Mexican Street Corn Salad

Hello, all.  Long time, no write.  But I echo everything Cat said about A + K’s wedding.  In fact, my biggest regret of the whole beautiful weekend was that we didn’t get a picture of the four of us ladies for ze blog.  That said, everything else was flawless, just as summer in New England should be.  And I certainly don’t regret any of the moves I busted on the dance floor.

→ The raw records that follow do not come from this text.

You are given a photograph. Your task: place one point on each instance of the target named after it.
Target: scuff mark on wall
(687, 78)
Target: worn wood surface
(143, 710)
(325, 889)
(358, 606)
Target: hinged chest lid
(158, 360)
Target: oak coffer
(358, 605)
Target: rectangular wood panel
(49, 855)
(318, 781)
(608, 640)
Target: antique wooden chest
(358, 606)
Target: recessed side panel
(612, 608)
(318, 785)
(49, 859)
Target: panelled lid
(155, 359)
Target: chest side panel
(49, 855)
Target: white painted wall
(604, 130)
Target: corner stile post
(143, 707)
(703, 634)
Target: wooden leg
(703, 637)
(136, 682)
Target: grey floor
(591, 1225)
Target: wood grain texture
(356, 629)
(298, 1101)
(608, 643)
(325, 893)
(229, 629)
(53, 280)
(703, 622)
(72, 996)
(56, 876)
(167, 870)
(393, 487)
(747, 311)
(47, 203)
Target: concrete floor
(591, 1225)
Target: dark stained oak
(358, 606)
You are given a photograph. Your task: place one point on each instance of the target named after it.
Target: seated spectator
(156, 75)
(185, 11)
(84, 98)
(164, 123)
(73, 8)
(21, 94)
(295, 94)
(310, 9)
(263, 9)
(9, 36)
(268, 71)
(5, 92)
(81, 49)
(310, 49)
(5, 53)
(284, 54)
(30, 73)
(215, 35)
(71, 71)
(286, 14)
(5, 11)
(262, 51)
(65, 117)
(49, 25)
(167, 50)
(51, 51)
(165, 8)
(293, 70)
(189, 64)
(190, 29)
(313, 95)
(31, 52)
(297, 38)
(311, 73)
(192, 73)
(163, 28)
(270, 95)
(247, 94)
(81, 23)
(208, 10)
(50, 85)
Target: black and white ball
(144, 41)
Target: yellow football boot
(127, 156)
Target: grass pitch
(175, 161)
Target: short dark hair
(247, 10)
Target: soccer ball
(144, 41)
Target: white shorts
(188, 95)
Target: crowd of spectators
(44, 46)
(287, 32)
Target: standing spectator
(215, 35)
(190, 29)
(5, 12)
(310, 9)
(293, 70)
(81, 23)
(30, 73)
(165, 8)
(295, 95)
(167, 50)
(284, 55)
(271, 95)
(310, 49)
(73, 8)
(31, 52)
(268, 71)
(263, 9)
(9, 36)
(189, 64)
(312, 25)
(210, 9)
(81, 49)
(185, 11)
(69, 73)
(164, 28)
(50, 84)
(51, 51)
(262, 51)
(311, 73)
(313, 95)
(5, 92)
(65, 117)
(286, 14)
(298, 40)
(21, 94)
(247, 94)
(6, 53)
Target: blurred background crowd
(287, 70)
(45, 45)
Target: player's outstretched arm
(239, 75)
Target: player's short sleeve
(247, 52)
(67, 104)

Last night, a lovely and mild summer evening, Carrie came over to make dinner.  We had emailed and texted all day about the menu and we both agreed we really wanted to make Mexican street corn- the delicious, mayo and cheese and lime soaked concoction on a stick- but ideally without mayo since neither of us ever buys it. 

 

Image

We whipped up this recipe off the cuff using Greek Yogurt (fage brand) as the substitute for mayo.  We did a few other unconventional things- I didn’t want to fire up the charcoal just for corn, so I grilled the ears on my panini press (worked surprisingly well.)  Also, since Mexican Street Corn can be messy and some of the best bits of cheese can slide off the ear, we cut all the corn off the cob and made it a salad so you could use your fork to scoop up every delicious morsel

It turned out really tasty- tangy and spicy, with all of the ooze and none of the ick.  This could be a really popular side dish at a BBQ or summer dinner party, and you can kind of pretend it’s health food, on account of the yogurt.  Make it while corn is still cheap and plentiful. 

Mexican Street Corn Salad

  • 4 ears corn
  • 1 cup plain Fage yogurt
  • 1/2 block cotija cheese (feta would work, too)
  • 1 tsp chili powder
  • 1/2 tsp cayenne
  • 2 tsp chopped scallions
  • juice of 3 limes

Grill the corn (or boil if you don’t have access to the grill).  Once cool, use knife to cut it off the cob into a mixing bowl.  Add other ingredients.  You will need to crumble up the cotija into bite size morsels.  Mix and taste, adjusting seasonings if necessary. 

 

ImageWe consumed ours with black beans, homemade tomato salsa, homemade guac, and quick pickled red onions in tacos.  Perfection.  The onions were tasty too, but i forgot to photograph them in the midst of my hunger so I’ll save them for another post.